Learning / English Dictionary |
ALTERNATELY
Pronunciation (US): | (GB): |
I. (adverb)
Sense 1
Meaning:
In an alternating sequence or position
Example:
he planted fir and pine trees alternately
Classified under:
Pertainym:
alternate (occurring by turns; first one and then the other)
Context examples:
Then there was Monsieur Rudin, the French Royalist refugee who lived over on the Pangdean road, and who, when the news of a victory came in, was convulsed with joy because we had beaten Buonaparte, and shaken with rage because we had beaten the French, so that after the Nile he wept for a whole day out of delight and then for another one out of fury, alternately clapping his hands and stamping his feet.
(Rodney Stone, by Sir Arthur Conan Doyle)
How Henry would think, and feel, and look, when he returned on the morrow to Northanger and heard of her being gone, was a question of force and interest to rise over every other, to be never ceasing, alternately irritating and soothing; it sometimes suggested the dread of his calm acquiescence, and at others was answered by the sweetest confidence in his regret and resentment.
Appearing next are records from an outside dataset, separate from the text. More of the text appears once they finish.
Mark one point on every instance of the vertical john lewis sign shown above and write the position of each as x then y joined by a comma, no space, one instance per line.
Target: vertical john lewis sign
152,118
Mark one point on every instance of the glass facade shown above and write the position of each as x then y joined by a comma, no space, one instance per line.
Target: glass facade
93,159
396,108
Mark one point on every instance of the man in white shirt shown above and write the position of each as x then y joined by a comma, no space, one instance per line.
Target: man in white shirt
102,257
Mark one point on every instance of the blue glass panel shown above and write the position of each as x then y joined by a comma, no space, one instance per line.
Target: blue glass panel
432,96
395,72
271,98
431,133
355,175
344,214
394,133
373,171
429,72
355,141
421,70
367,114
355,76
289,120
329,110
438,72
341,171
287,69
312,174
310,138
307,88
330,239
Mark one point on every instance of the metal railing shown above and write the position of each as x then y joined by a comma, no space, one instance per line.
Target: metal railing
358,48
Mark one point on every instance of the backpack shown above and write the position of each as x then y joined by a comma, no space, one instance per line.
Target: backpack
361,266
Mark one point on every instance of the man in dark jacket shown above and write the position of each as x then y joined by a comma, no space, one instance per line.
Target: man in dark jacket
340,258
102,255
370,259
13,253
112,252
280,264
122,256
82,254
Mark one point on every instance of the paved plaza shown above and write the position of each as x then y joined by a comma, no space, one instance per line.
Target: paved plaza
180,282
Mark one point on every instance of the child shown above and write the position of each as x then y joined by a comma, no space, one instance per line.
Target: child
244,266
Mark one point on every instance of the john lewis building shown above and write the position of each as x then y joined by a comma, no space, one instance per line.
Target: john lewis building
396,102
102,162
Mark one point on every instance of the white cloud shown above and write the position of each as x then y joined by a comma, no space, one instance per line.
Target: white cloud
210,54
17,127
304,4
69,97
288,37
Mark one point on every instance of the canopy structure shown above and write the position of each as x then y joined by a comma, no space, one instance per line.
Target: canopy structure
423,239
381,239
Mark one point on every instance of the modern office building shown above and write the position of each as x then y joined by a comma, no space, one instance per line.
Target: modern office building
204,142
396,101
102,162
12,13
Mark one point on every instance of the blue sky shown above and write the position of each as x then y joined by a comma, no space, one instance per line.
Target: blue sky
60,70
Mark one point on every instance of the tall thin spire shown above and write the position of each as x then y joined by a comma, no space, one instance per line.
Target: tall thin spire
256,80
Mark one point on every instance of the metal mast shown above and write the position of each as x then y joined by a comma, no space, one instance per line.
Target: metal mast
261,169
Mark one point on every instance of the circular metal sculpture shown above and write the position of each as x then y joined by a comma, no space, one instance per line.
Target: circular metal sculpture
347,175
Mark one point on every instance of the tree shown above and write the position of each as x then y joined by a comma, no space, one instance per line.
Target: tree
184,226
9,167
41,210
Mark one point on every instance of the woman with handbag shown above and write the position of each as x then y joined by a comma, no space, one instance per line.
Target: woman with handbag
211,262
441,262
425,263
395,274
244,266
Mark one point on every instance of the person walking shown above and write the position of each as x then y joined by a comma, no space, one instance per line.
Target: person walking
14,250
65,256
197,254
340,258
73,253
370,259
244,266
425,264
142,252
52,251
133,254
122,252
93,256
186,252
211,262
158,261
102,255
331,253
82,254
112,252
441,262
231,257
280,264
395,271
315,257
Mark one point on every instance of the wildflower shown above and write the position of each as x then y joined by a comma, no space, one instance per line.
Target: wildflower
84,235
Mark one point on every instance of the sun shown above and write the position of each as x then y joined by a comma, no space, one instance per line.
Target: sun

(Northanger Abbey, by Jane Austen)
He took out the two ears as he spoke, and laying a board across his knee he examined them minutely, while Lestrade and I, bending forward on each side of him, glanced alternately at these dreadful relics and at the thoughtful, eager face of our companion.
(The Memoirs of Sherlock Holmes, by Sir Arthur Conan Doyle)
He spread the pictures before him, and again surveyed them alternately.
(Jane Eyre, by Charlotte Brontë)
So, alternately beating and beaten, they made their dolorous way through the beautiful woods and under the amber arches of the fading beech-trees, where the calm strength and majesty of Nature might serve to rebuke the foolish energies and misspent strivings of mankind.
(The White Company, by Sir Arthur Conan Doyle)
Elinor was alternately diverted and pained; but Marianne persevered, and saw every night in the brightness of the fire, and every morning in the appearance of the atmosphere, the certain symptoms of approaching frost.
(Sense and Sensibility, by Jane Austen)
In his singular character the dual nature alternately asserted itself, and his extreme exactness and astuteness represented, as I have often thought, the reaction against the poetic and contemplative mood which occasionally predominated in him.
(The Adventures of Sherlock Holmes, by Sir Arthur Conan Doyle)
I should not allow, said Mr. Spenlow, with an evident increase of pious sentiment, and slowly shaking his head as he poised himself upon his toes and heels alternately, my suitable provision for my child to be influenced by a piece of youthful folly like the present.
(David Copperfield, by Charles Dickens)
And then they had called her to a sofa, where she now sat, ensconced between them, chattering alternately in French and broken English; absorbing not only the young ladies' attention, but that of Mrs. Eshton and Lady Lynn, and getting spoilt to her heart's content.
(Jane Eyre, by Charlotte Brontë)
Aylward, with a fishing lass on either arm, was vowing constancy alternately to her on the right and her on the left, while big John towered in the rear with a little chubby maiden enthroned upon his great shoulder, her soft white arm curled round his shining headpiece.